Hans Egger: Bunte Steine

 Hans Egger: Bunte Steine

 


Geologie interessiert viele, ohne dass sie es wissen. Aber es gibt wohl niemand, der noch nie einen schönen oder interessant geformten oder gezeichneten Stein in die Hand genommen, vielleicht sogar mit heim genommen hat. Siehste.

Hier geht es um einen ganz bestimmten Bereich: die Gegend zwischen Ybbs- und Trauntal un Österreich. Um einen Bereich der geologisch ohnehin interessanten Alpen also.

Der geologische Bau der Alpen ist schon ein ziemliches Durcheinander. Gesteine, die räumlich und zeitlich weit voneinander entstanden sind, liegen heute nicht nur oft direkt nebeneinander, sondern auch übereinander und manchmal sogar verkehrt herum.

Spannend wie ein Krimi!

Seit mehr als 200 Jahren arbeiten Geologen daran, die Geschichte dieser Gesteinsformationen in die richtige Reihenfolge zu bringen. Immer neue Beweise werden mit kriminalistischem Spürsinn gesammelt, um den Ablauf der Geschichte unserer Alpen noch genauer zu rekonstruieren.

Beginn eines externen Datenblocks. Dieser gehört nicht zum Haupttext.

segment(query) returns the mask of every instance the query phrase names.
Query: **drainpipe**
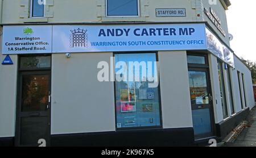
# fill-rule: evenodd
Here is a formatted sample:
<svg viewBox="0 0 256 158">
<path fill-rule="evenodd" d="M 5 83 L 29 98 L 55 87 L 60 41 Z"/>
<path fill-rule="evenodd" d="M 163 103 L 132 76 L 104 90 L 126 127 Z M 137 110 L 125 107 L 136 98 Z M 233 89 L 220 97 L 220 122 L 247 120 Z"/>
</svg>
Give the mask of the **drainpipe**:
<svg viewBox="0 0 256 158">
<path fill-rule="evenodd" d="M 2 24 L 2 19 L 3 18 L 3 0 L 0 0 L 0 24 Z"/>
</svg>

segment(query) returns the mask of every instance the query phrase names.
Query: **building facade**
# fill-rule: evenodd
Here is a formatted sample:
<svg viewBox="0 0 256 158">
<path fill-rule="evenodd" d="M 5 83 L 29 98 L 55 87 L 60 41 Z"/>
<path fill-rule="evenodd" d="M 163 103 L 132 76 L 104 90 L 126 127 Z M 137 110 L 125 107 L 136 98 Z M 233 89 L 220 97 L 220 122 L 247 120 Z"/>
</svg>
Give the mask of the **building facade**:
<svg viewBox="0 0 256 158">
<path fill-rule="evenodd" d="M 230 47 L 230 5 L 0 0 L 0 145 L 224 139 L 255 105 Z"/>
</svg>

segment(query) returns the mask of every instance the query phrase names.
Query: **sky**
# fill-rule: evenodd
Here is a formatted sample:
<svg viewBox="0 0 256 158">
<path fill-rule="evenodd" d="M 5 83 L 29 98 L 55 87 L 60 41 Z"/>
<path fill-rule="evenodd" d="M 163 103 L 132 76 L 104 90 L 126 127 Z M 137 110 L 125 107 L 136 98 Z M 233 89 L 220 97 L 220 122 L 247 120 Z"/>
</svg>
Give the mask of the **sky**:
<svg viewBox="0 0 256 158">
<path fill-rule="evenodd" d="M 234 36 L 231 48 L 238 57 L 256 62 L 256 1 L 230 1 L 226 14 L 229 33 Z"/>
</svg>

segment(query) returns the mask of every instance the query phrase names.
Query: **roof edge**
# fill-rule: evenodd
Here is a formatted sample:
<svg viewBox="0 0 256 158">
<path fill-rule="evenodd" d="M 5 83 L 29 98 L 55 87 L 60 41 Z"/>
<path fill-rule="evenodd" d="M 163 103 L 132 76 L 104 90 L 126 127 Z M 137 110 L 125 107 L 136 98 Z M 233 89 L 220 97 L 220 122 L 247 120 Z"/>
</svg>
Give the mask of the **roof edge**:
<svg viewBox="0 0 256 158">
<path fill-rule="evenodd" d="M 231 6 L 231 2 L 229 0 L 220 0 L 225 10 L 228 10 L 228 7 Z"/>
</svg>

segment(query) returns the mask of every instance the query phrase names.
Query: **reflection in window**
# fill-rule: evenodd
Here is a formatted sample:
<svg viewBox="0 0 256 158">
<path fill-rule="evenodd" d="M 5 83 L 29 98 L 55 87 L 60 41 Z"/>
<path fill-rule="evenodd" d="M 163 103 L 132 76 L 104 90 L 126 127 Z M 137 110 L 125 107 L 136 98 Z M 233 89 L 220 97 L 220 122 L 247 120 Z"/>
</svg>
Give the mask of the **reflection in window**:
<svg viewBox="0 0 256 158">
<path fill-rule="evenodd" d="M 205 64 L 205 57 L 200 56 L 187 56 L 188 64 Z"/>
<path fill-rule="evenodd" d="M 108 0 L 108 16 L 138 15 L 138 0 Z"/>
<path fill-rule="evenodd" d="M 44 5 L 39 4 L 38 0 L 32 0 L 32 17 L 44 16 Z"/>
<path fill-rule="evenodd" d="M 209 104 L 205 72 L 188 72 L 192 105 Z"/>
<path fill-rule="evenodd" d="M 20 68 L 46 68 L 51 67 L 51 56 L 31 56 L 20 57 Z"/>
<path fill-rule="evenodd" d="M 48 75 L 28 75 L 22 77 L 23 112 L 47 110 L 48 84 Z"/>
<path fill-rule="evenodd" d="M 224 77 L 223 76 L 222 63 L 218 61 L 218 80 L 221 98 L 221 106 L 222 107 L 223 117 L 226 118 L 228 117 L 228 109 L 226 106 L 226 94 L 225 93 Z"/>
<path fill-rule="evenodd" d="M 160 126 L 158 85 L 150 86 L 157 73 L 152 68 L 156 54 L 116 54 L 115 61 L 117 128 Z M 140 63 L 137 68 L 135 61 Z M 126 65 L 118 66 L 118 63 Z"/>
</svg>

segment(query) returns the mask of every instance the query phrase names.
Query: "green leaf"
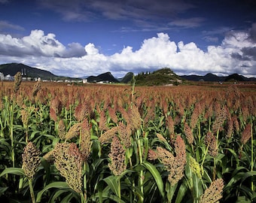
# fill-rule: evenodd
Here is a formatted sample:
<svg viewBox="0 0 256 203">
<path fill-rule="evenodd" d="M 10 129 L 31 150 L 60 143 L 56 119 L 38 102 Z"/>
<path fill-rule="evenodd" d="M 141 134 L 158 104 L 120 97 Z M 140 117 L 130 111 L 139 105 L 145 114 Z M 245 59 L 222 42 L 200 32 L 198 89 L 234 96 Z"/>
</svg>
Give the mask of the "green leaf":
<svg viewBox="0 0 256 203">
<path fill-rule="evenodd" d="M 178 194 L 177 194 L 177 197 L 175 199 L 175 203 L 180 203 L 181 202 L 184 196 L 186 194 L 186 192 L 187 190 L 187 186 L 184 185 L 184 184 L 187 184 L 187 182 L 184 182 L 180 187 L 178 188 Z"/>
<path fill-rule="evenodd" d="M 118 194 L 119 194 L 118 181 L 120 180 L 118 179 L 119 179 L 119 177 L 116 177 L 113 175 L 108 176 L 103 179 L 103 180 L 106 182 L 106 183 L 109 186 L 110 189 L 117 196 L 118 196 Z"/>
<path fill-rule="evenodd" d="M 111 199 L 118 203 L 126 203 L 124 201 L 120 199 L 120 198 L 117 197 L 117 195 L 109 195 L 108 192 L 102 192 L 100 195 L 102 197 L 103 199 L 107 199 L 107 200 Z M 98 193 L 96 193 L 94 195 L 92 195 L 90 197 L 91 199 L 96 198 L 99 198 Z"/>
<path fill-rule="evenodd" d="M 159 171 L 157 171 L 157 168 L 154 165 L 148 162 L 142 162 L 142 165 L 151 173 L 154 180 L 156 181 L 156 183 L 157 185 L 158 189 L 161 195 L 164 197 L 163 183 L 162 177 Z"/>
<path fill-rule="evenodd" d="M 40 202 L 43 193 L 50 188 L 57 189 L 69 189 L 69 186 L 66 182 L 53 182 L 47 185 L 42 190 L 41 190 L 36 197 L 36 202 Z"/>
<path fill-rule="evenodd" d="M 20 168 L 7 168 L 0 174 L 0 177 L 7 174 L 25 175 L 23 169 Z"/>
</svg>

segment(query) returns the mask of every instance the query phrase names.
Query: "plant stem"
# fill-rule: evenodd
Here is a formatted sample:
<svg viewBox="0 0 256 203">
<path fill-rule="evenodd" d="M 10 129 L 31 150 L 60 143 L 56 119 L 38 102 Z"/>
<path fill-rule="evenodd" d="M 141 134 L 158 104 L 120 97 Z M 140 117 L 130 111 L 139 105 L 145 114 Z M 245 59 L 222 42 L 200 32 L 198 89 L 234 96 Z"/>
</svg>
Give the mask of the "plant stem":
<svg viewBox="0 0 256 203">
<path fill-rule="evenodd" d="M 32 203 L 35 203 L 34 189 L 33 189 L 33 184 L 32 184 L 32 179 L 29 179 L 29 190 L 30 190 L 30 195 L 31 195 L 31 201 Z"/>
<path fill-rule="evenodd" d="M 139 138 L 139 130 L 137 131 L 137 141 L 138 141 L 138 147 L 139 147 L 139 163 L 142 165 L 142 144 L 141 144 L 141 141 Z M 140 170 L 139 171 L 139 186 L 140 186 L 140 190 L 142 192 L 142 194 L 143 194 L 143 170 Z M 140 202 L 143 202 L 143 196 L 140 196 Z"/>
<path fill-rule="evenodd" d="M 252 133 L 252 119 L 251 119 L 251 171 L 252 173 L 253 171 L 253 166 L 254 166 L 254 159 L 253 159 L 253 133 Z M 254 191 L 254 186 L 253 186 L 253 177 L 251 175 L 251 191 Z"/>
<path fill-rule="evenodd" d="M 10 107 L 10 137 L 11 146 L 11 160 L 13 167 L 15 167 L 15 156 L 14 156 L 14 104 Z"/>
</svg>

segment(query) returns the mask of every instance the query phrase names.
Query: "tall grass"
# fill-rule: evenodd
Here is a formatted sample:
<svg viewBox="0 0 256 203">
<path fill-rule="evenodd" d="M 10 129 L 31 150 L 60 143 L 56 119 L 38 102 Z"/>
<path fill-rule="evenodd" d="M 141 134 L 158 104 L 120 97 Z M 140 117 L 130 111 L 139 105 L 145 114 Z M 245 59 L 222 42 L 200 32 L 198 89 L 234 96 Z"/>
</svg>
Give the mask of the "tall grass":
<svg viewBox="0 0 256 203">
<path fill-rule="evenodd" d="M 253 85 L 135 83 L 2 83 L 1 200 L 255 201 Z"/>
</svg>

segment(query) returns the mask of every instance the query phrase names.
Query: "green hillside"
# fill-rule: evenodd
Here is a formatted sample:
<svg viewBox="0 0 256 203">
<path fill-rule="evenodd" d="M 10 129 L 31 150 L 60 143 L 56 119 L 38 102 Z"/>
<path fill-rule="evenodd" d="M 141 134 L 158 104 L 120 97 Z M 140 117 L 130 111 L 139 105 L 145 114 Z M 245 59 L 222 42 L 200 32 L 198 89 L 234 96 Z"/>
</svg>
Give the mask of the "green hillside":
<svg viewBox="0 0 256 203">
<path fill-rule="evenodd" d="M 142 72 L 135 77 L 137 86 L 178 85 L 182 78 L 175 74 L 170 68 L 164 68 L 152 73 Z"/>
<path fill-rule="evenodd" d="M 8 63 L 0 65 L 0 72 L 4 75 L 10 74 L 14 76 L 18 71 L 21 72 L 23 77 L 31 77 L 32 80 L 41 77 L 42 80 L 69 80 L 71 77 L 57 76 L 50 71 L 32 68 L 22 63 Z"/>
<path fill-rule="evenodd" d="M 133 76 L 134 74 L 133 72 L 126 73 L 126 74 L 120 80 L 120 83 L 129 83 L 132 80 Z"/>
</svg>

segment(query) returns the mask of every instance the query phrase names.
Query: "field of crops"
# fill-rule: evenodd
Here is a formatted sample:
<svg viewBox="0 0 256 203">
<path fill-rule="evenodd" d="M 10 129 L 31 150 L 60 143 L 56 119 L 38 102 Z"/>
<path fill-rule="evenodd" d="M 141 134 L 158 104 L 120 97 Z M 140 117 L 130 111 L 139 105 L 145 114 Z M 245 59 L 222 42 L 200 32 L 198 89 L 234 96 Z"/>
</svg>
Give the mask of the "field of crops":
<svg viewBox="0 0 256 203">
<path fill-rule="evenodd" d="M 0 83 L 1 202 L 256 201 L 255 84 L 20 80 Z"/>
</svg>

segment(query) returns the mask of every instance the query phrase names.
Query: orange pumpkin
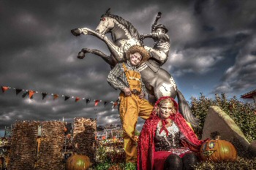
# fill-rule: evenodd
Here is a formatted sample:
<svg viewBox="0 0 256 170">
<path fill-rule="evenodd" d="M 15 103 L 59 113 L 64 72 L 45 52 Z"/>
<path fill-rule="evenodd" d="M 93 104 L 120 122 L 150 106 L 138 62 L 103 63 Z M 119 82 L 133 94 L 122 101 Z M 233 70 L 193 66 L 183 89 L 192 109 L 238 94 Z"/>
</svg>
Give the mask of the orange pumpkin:
<svg viewBox="0 0 256 170">
<path fill-rule="evenodd" d="M 90 159 L 86 155 L 72 155 L 66 162 L 67 170 L 86 170 L 90 166 Z"/>
<path fill-rule="evenodd" d="M 211 160 L 214 162 L 234 161 L 236 158 L 236 150 L 229 142 L 225 140 L 208 140 L 202 144 L 200 154 L 203 161 Z"/>
</svg>

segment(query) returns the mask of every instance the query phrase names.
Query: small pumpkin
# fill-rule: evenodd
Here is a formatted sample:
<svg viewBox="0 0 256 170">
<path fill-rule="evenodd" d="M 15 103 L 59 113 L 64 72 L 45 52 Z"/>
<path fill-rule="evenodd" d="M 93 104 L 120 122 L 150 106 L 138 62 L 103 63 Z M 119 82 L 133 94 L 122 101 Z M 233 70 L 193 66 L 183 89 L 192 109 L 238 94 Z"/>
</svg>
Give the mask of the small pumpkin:
<svg viewBox="0 0 256 170">
<path fill-rule="evenodd" d="M 66 162 L 67 170 L 86 170 L 90 166 L 90 158 L 86 155 L 72 155 Z"/>
<path fill-rule="evenodd" d="M 115 164 L 109 167 L 108 170 L 121 170 L 122 169 L 118 164 Z"/>
<path fill-rule="evenodd" d="M 200 154 L 203 161 L 214 162 L 234 161 L 237 152 L 235 147 L 229 142 L 220 139 L 208 140 L 201 146 Z"/>
</svg>

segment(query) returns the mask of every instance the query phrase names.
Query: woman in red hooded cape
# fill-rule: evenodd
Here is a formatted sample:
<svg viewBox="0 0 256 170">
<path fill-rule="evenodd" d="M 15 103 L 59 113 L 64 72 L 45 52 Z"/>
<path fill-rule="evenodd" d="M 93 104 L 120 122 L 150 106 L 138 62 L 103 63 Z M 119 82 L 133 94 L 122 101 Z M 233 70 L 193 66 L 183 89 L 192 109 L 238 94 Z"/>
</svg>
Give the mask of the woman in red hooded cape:
<svg viewBox="0 0 256 170">
<path fill-rule="evenodd" d="M 172 105 L 169 109 L 173 111 L 167 111 L 169 115 L 165 117 L 162 114 L 167 109 L 168 102 Z M 158 137 L 162 134 L 165 137 Z M 160 142 L 162 140 L 169 142 L 163 144 Z M 162 97 L 156 102 L 151 117 L 146 120 L 140 132 L 138 143 L 138 170 L 165 170 L 169 169 L 168 166 L 172 166 L 170 169 L 189 169 L 197 162 L 196 154 L 203 142 L 197 139 L 178 112 L 176 101 L 170 97 Z"/>
</svg>

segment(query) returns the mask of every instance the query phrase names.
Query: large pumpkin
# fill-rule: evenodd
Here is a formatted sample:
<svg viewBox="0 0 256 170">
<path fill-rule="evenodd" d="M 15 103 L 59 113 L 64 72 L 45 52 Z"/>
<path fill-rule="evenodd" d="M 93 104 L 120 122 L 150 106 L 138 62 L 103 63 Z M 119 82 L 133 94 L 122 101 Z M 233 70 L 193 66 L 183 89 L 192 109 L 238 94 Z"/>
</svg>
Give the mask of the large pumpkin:
<svg viewBox="0 0 256 170">
<path fill-rule="evenodd" d="M 234 161 L 236 158 L 236 150 L 229 142 L 225 140 L 208 140 L 202 144 L 200 154 L 203 161 L 211 160 L 214 162 Z"/>
<path fill-rule="evenodd" d="M 86 155 L 72 155 L 67 158 L 66 170 L 86 170 L 90 166 L 90 159 Z"/>
</svg>

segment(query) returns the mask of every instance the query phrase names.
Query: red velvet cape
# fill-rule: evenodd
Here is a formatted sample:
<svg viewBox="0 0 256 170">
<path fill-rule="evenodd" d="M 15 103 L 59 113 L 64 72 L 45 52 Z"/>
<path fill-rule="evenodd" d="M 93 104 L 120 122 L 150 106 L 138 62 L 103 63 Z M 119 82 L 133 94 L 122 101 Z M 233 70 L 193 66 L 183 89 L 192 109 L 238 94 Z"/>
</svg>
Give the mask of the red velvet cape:
<svg viewBox="0 0 256 170">
<path fill-rule="evenodd" d="M 188 142 L 181 141 L 183 147 L 189 147 L 192 151 L 198 152 L 200 146 L 204 141 L 199 140 L 187 123 L 185 119 L 178 112 L 178 104 L 170 97 L 162 97 L 155 104 L 154 109 L 152 111 L 151 117 L 146 120 L 141 130 L 138 143 L 138 170 L 152 170 L 154 167 L 154 137 L 157 129 L 157 125 L 161 118 L 156 115 L 156 108 L 159 101 L 165 98 L 171 98 L 173 101 L 176 108 L 176 114 L 170 115 L 169 117 L 176 124 L 180 131 L 185 137 L 195 146 L 189 144 Z"/>
</svg>

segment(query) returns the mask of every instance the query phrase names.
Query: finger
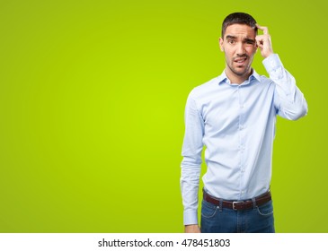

Die "Beweissicherung" erfolgt in der freien Natur und hat schon früh das Interesse der Schriftsteller geweckt. Bereits 1857 beschrieb Adalbert Stifter in seinem Roman "Der Nachsommer" zum ersten Mal in der Literaturgeschichte die Geländearbeit der Geologen.

Der Titel des vorliegenden Buches ist dem Erzählband "Bunte Steine" von Adalbert Stifter entlehnt und präsentiert einige der interessantesten Fundstücke der geologischen Detektivarbeit aus den ober- und niederösterreichischen Alpen. Der Leser wird über den geologischen Reichtum staunen!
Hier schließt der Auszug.